さっき通路で話していたときの、軽い雰囲気とは打って変わって、ルカは片膝を突き、ホストとしてのきっちりとした挨拶をする。

さっきまで友達みたいに話してたのに……

ぷりんは、姫もルカも、プロとしての切り替えがすごいと感心していた。

しかしそれと同時に、「No.2ホスト・ルカ」という肩書きが、少し距離を感じてしまう。
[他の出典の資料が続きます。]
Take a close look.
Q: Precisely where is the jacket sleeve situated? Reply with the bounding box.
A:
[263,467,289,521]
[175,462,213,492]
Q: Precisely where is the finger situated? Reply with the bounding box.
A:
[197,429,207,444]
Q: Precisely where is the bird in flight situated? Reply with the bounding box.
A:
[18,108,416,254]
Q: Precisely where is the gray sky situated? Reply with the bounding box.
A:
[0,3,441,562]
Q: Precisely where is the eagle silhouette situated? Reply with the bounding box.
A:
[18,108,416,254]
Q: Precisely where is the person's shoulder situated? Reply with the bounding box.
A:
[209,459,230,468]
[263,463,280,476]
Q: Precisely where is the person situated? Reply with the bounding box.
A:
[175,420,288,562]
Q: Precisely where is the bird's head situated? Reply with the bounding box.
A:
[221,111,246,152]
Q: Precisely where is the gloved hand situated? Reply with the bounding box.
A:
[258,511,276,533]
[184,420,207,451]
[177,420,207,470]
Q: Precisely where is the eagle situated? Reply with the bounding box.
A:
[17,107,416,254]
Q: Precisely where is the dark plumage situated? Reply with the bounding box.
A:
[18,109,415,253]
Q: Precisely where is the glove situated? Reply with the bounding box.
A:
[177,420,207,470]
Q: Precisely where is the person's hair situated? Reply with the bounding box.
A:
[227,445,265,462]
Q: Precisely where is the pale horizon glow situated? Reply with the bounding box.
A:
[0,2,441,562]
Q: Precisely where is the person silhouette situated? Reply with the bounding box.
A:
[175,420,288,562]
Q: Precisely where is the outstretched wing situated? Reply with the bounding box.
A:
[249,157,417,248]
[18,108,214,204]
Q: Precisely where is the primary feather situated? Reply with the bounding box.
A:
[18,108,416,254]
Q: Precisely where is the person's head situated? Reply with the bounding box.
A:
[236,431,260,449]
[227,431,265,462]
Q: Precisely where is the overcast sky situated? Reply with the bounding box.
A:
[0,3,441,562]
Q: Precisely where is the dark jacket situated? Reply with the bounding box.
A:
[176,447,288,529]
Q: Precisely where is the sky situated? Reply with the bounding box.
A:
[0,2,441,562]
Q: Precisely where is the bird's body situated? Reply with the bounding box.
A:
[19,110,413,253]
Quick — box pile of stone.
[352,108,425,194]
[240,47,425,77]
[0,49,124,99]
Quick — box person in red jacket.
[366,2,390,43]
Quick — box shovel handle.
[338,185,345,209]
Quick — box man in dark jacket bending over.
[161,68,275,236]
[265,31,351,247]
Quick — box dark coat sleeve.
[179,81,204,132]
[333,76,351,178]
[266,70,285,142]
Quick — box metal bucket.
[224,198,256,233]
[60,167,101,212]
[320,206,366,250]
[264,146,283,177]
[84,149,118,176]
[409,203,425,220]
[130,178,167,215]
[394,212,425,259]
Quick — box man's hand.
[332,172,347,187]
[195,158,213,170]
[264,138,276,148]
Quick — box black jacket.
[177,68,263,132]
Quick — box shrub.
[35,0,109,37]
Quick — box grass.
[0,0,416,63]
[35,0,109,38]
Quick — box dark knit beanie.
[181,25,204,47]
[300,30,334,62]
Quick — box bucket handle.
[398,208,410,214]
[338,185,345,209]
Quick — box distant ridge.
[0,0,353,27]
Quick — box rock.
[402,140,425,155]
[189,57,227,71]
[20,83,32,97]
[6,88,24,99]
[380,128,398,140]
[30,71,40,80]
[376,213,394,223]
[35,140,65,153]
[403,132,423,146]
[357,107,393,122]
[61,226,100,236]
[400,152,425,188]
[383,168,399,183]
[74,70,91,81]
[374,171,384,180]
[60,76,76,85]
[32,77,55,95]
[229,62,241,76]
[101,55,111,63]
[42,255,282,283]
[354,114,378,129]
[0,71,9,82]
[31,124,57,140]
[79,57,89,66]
「ルカくん……忙しそうなのに、指名してよかったのかな……?」

「全然大丈夫。嬉しいよ。行こっか?」

ニコッと柔らかく微笑んで、そっと手を取るルカ。

指先が触れた瞬間、ぷりんの胸がドキッと鳴った。

心が揺らいだまま、ルカに手を引かれて、ホストクラブの重厚な扉を開ける。

エレベーターの前で立ち止まると、ルカが何気なく話しかけてきた。

「どうだった?今日、楽しめた?」

「……ううん、全然……姫先輩にはバカにされるし、ルカくんにも下ネタとか言われてバカにされたし……」

拗ねたように視線をそらすと、ルカがクスッと笑って、ぷりんの頭を優しく撫でた。

「俺、バカにしたつもりはないよ?ちょっと笑ってくれるかな?って思っただけ。あんなので怒るなんて、思わなかったもん」

「あんな話は、女の子に失礼ですよっ!!」

ちょっとだけ可愛く怒るつもりが、思ったより語気が強くなってしまった。